Puis Nadia El Bouroumi reprend le micro. Elle aborde les deux autres affaires dans lesquelles Dominique Pelicot est mise en examen : une tentative de viol et un meurtre précédé d’un viol, dans les années 1990. Avant de s’adresser à son ex-femme : « Vous ne vous dites pas : ‘En fait, toute ma vie est un mensonge ?’ » demande frontalement l’avocat. Ce dernier cherche visiblement à secouer la victime et à rappeler que Dominique Pelicot a manipulé sa femme pendant cinquante ans. L’objectif étant de montrer qu’il était capable de faire de même avec les 50 coaccusés. Presque tous affirment avoir été trompés par le retraité, qui leur aurait promis un projet libertin avec son épouse consentante.
“Même aujourd’hui, il est si fort que vous pouvez lui pardonner et lui trouver des circonstances atténuantes !” lance Nadia El Bouroumi. « Quand aurais-je pardonné à M. Pelicot ? Jamais!” retorts Gisèle Pelicot, raising her voice. « Il n’y a pas que des mots. Il y a du non verbal», souligne l’avocate, avant de souligner que sa fille, Caroline Darian, a quitté la salle d’audience quelques minutes auparavant. Pour Nadia El Bouroumi, c’est la preuve qu’elle ne supporte pas l’ambiguïté de sa mère sur certains sujets.

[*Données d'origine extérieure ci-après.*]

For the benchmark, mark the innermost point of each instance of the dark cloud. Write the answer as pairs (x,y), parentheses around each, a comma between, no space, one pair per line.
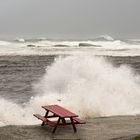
(70,18)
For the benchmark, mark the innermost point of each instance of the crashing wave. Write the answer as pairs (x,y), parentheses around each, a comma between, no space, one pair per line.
(88,45)
(104,38)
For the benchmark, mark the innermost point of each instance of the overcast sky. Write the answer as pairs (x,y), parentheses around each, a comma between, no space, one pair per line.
(70,18)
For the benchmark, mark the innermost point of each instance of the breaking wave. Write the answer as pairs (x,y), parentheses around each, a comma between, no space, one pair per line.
(103,45)
(87,85)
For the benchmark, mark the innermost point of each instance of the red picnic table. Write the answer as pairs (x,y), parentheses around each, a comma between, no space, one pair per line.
(62,115)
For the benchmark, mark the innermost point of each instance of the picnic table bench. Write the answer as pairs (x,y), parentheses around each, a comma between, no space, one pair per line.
(62,115)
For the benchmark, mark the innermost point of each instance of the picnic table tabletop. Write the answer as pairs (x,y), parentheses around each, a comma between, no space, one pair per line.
(60,111)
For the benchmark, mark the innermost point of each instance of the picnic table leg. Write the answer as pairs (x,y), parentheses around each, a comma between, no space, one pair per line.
(73,124)
(45,116)
(56,125)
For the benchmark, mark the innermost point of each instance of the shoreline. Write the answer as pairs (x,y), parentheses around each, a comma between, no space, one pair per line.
(104,128)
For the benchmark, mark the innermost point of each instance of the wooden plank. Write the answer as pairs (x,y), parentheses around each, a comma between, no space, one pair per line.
(45,120)
(60,111)
(40,117)
(78,121)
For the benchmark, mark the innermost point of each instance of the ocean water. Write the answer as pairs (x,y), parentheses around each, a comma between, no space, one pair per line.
(94,78)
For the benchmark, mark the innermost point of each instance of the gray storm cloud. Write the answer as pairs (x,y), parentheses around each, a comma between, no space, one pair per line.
(70,18)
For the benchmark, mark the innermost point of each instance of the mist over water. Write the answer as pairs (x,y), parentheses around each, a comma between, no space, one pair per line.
(88,85)
(102,45)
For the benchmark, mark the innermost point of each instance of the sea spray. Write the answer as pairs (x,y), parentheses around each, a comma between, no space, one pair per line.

Stéphane Babonneau, avocat de la partie civile, intervient, déplorant que son client soit « martyrisé ». Gisèle Pelicot répète en vain que ce n’est pas le cas “un procès intra-familial”les questions reviennent sans cesse sur les propos tenus par les membres de sa famille, qui n’ont pas mâché leurs mots pour condamner le comportement de leur père.
Les avocats de la défense l’interrogent également sur “signaux” que Gisèle Pelicot aurait pu voir selon eux. La première condamnation de Dominique Pelicot, en 2010, est évoquée : il avait filmé sous les jupes de femmes dans un supermarché, comme en septembre 2020, lorsqu’il avait été pris en flagrant délit dans un magasin Leclerc de Carpentras. Gisèle Pelicot a précisé à plusieurs reprises qu’il lui avait alors caché ces faits. “Si j’avais été informé, j’aurais gagné dix ans. Soit j’aurais pris la décision de partir, soit il aurait été suivi.assure-t-elle.
Un avocat insiste, soulignant que son fils Florian avait remarqué que son père visitait des sites pornographiques. “Je n’en ai pas été informé”dit-elle. « Et votre belle-fille qui surprend M. Pelicot en train de se masturber ? poursuit l’avocat. «Je l’ai appris bien plus tard» elle dit.
Une avocate s’étonne enfin qu’elle veuille conserver le nom Pélicot. « Je ne veux pas que mes petits-enfants aient honte de porter ce nom. Je suis connu dans le monde entier, quelle que soit ma volonté. On se souviendra de Madame Pélicot, encore moins de M. Pelicot. Nous nous souviendrons de grand-mère, de Gisèle Pelicot »espère-t-elle, à la fin de cet ultime interrogatoire éreintant.